Salesforce1 is a platform and it’s also the mobile app that replaces all the other mobile ways to interact with the Salesforce CRM system including Chatter. From an app perspective it pretty much does what you’d expect a mobile CRM app to do, so I’m going to focus on the platform capabilities for this post. The platform is built on top of the existing Force.com platform and provides an environment to the user that supports a catalog of API’s and device agnostic app development and deployment. In one sense you could consider Salesforce1 a mobile apps dev and management platform, but that is only be part of the story. It really forms the basic of connecting across any device, person and application in a single environment.
For Salesforce CRM customers Salesforce1 provides access from any device for:
- All Salesforce CRM apps
- All customer specific customizations
- All customer developed custom apps
- All AppExchange Apps
- Chatter feed and all notifications
As a development platform it provides the capability to build and deploy device agnostic apps to employees, partners and customers. A couple of examples might make this easier to understand. The first example is an internal one. Using Salesforce1 a company could provide a custom field service app that pulled customer data and service ticket data from Salesforce and combine that with technical drawing stored in the companies PLM system, repair specifications (or videos) stored in the company knowledge base as well as integration into a work order management system (as well as any number of other functions from legacy or other enterprise cloud applications) inside the Salesforce1 app “wrapper”. It’s not limited to apps though, you could also integrate sensor data in real time from the “thing” that the field service rep was servicing so that it could be remotely monitored from the field service app. In other words any connected “thing” could be incorporated into the app and used / acted on. This opens up all sorts of use cases around Internet of Things (IoT) and even wearables like Google Glass or Samsung’s Galaxy Gear watch.
The second example is one that was presented yesterday at the tour event based on an actual customer story. The customer, Stanley Black and Decker used Salesforce1 to build a customer experience app for it’s DeWalt tools brand. The mobile app is a companion to the tools and available to customers that purchase the brand. It connects to a peer to peer customer community and is also then, connected directly to DeWalt customer service. In the scenario that would shown at the event, the user of the tool experienced a problem, used the app to log a question in the community that was picked up by a customer service rep. The rep logged the issue in the Service Cloud, search the knowledge base for an answer and responded to the customer with information and eventually used a real time screen sharing experience with video to walk the user through the repair. To me, this is exactly the type of experience that companies need to think through, and using a platform like Salesforce1 could add significant value to an overall customer experience strategy though connected mobile apps that help the end customer interact with the brand and with the brand’s customer community in real time.

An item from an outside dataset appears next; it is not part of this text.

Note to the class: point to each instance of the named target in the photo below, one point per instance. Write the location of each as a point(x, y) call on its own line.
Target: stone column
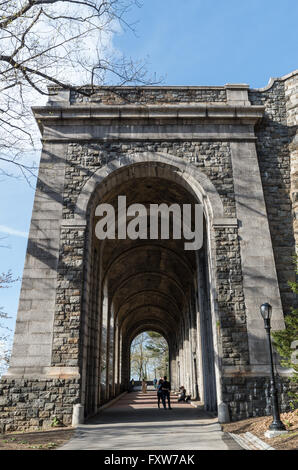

The platform also provides mobile app management capabilities including 1 click deployment for any mobile app. As we move more towards managing the mobile enterprise by focusing on apps over devices this type of functionality gains importance. Since it’s almost impossible to manage to a specific device anymore, as employees feel empowered (and in many companies are empowered by bring you own device policies), managing enterprise access and security by the app will become the default.